As a warm breeze swept through her apartment on the NSW North Coast, Angela Powditch smiled as her daughter continued sounding out the words from her school library book ‘Amazing Australian Women’.
The two snuggled on the couch enjoying an evening of rest and connection, following a day of school, work, rushing to sports and dance classes, serving dinner and making sure lunches are packed, ready to do it all again the next day.
With the sound of the ocean close by, and muffled laughs from the neighbours’ barbeque heralding the summer season, Angela turned the page to delve into the story of aviation pioneer Lores Bonney. A few days earlier, it had been Angela’s birthday. Her eight-year-old daughter, Amelia, had spent the day before searching the school library for the perfect present to borrow for her mum.

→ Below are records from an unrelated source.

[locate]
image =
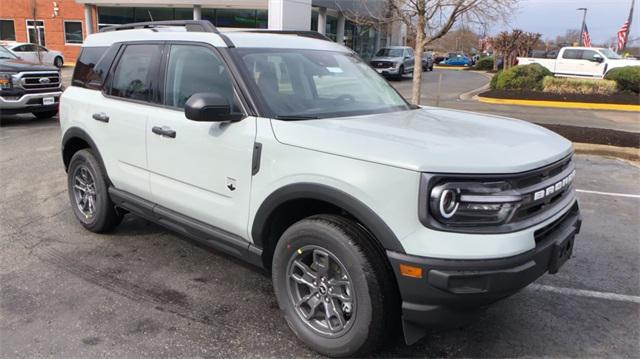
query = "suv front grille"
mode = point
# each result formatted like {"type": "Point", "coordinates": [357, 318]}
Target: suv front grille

“The fact that my daughter wanted to find the perfect book that she knew I would love made me smile knowing how positive her future will be with such a thoughtful approach. The book was about famous Australian women who accomplished amazing things, from women’s rights advocate Mary Lee to Indigenous activist Tarenore, Mary Reibey and other amazing women and we loved reading it together. My daughter Amelia was named after American aviation pioneer and author Amelia Earhart and she definitely has that same tenacious, adventurous spirit.”
When Angela reflects on the past six years, she almost doesn’t recognise the woman who, just a short time ago, was staring down an uncertain future. After building a career as a successful marketing manager and a family life with two children, the thought of embarking on a new career and having to start over as a single parent when her marriage broke down was not in the original draft of her ‘life plan’.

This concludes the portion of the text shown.